Entscheidungsdatum: 07.12.2017
Die Prüfung, ob der Bezug einer ausländischen Rente zum Ausschluss von Leistungen nach dem SGB II führt, erfordert konkrete Feststellungen zur bezogenen Rente und zu deren Einordnung in das ausländische Rentensystem, die eine rechtsvergleichende Qualifizierung tragen.
Auf die Revision der Klägerin wird das Urteil des Landessozialgerichts Sachsen-Anhalt vom 9. März 2017 aufgehoben und die Sache zur erneuten Verhandlung und Entscheidung an das Landessozialgericht zurückverwiesen.
Umstritten sind die Aufhebung der Leistungsbewilligungen und die Erstattung erbrachter Leistungen für Januar 2005 bis Oktober 2009 wegen des Bezugs einer russischen Rente.
Die 1947 geborene Klägerin ist russische Staatsangehörige und siedelte im Mai 2004 von Russland, wo sie seit der Vollendung ihres 50. Lebensjahres eine Rente bezog, nach Deutschland über. Bis Dezember 2004 erhielt sie vom beigeladenen örtlichen Sozialhilfeträger Hilfe zum Lebensunterhalt nach dem BSHG, eigenen Angaben entsprechend ohne Berücksichtigung von Einkommen und Vermögen. Von Januar 2005 bis Oktober 2009 bekam sie vom beklagten Jobcenter Alg II. Weder im Erstantrag vom 22.10.2004 noch in den Fortzahlungsanträgen gab sie diesem gegenüber den Bezug der russischen Rente an.
Nachdem im August 2009 der Beklagte auf den Rentenbezug der Klägerin hingewiesen worden war und bei ihr nachgefragt hatte, legte die Klägerin Unterlagen über die russische Rente vor. Nach ihrer Anhörung nahm der Beklagte seine Entscheidungen über Leistungsbewilligungen nach dem SGB II vom 1.1.2005 bis 31.10.2009 ganz zurück und forderte die Erstattung des erbrachten Alg II (34 307,03 Euro) sowie der Beiträge zur Kranken- und Pflegeversicherung (7848,85 Euro), insgesamt 42 155,88 Euro (Bescheid vom 16.2.2010; Widerspruchsbescheid vom 31.5.2010). Die Klägerin sei wegen des Bezugs einer russischen Altersrente von Leistungen nach dem SGB II ausgeschlossen. Die fehlerhafte Bewilligung sei erfolgt, weil sie zumindest grob fahrlässig falsche und unvollständige Angaben gemacht habe.
Die dagegen erhobene Klage hat das SG nach Beiladung des örtlichen Sozialhilfeträgers abgewiesen (Urteil vom 2.12.2013).

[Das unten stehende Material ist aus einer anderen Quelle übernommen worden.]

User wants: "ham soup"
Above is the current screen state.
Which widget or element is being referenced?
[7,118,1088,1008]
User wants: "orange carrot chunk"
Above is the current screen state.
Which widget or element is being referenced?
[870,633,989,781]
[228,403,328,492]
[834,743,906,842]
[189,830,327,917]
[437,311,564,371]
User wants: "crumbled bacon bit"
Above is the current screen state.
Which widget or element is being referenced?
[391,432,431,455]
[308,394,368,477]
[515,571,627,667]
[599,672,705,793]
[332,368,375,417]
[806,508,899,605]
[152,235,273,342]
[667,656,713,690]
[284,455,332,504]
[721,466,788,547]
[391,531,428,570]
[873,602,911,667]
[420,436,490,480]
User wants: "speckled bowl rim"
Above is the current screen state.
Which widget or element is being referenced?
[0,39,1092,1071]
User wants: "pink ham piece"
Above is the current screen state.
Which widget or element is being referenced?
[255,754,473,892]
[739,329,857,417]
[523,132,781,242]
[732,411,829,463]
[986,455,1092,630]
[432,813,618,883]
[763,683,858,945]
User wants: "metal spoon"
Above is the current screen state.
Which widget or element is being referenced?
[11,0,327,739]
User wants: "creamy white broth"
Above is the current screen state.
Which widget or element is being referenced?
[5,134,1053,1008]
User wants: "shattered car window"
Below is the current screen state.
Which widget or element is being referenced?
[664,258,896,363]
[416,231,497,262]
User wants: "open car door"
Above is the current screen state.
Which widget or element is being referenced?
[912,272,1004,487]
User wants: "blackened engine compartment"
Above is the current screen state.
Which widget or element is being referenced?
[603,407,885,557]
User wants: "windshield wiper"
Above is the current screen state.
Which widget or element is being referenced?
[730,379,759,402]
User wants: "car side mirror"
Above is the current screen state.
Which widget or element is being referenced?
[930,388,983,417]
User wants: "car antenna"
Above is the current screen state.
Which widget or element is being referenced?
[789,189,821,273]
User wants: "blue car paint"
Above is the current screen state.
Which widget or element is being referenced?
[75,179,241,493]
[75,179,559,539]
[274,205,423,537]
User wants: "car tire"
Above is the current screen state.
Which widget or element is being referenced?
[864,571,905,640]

Die Berufung der Klägerin hat das LSG zurückgewiesen (Urteil vom 9.3.2017): Die Klägerin sei nach § 7 Abs 4 SGB II von Anfang an von Leistungen nach dem SGB II ausgeschlossen, da sie eine russische Altersrente bezogen habe, die mit einer deutschen Altersrente vergleichbar sei. Auf schutzwürdiges Vertrauen könne sie sich nicht berufen, weil sie die für die Leistungsbewilligung wesentliche Angabe des Rentenbezugs - trotz bestehender Sprachprobleme -grob fahrlässig iS des § 45 Abs 2 Satz 3 Nr 2 SGB X unterlassen habe. Der Aufhebung und Erstattung stehe nicht der allein in Betracht kommende Erstattungsanspruch des Beklagten gegen die Beigeladene nach § 105 Abs 1 SGB X entgegen, denn jedenfalls fehle es an der nach § 105 Abs 3 SGB X erforderlichen Kenntnis der Beigeladenen vom Leistungsfall. Dass ein Leistungsantrag nach dem SGB II im Zweifel auch als Antrag auf Leistungen nach dem SGB XII gelte, sei nicht auf den Erstattungsfall zu übertragen.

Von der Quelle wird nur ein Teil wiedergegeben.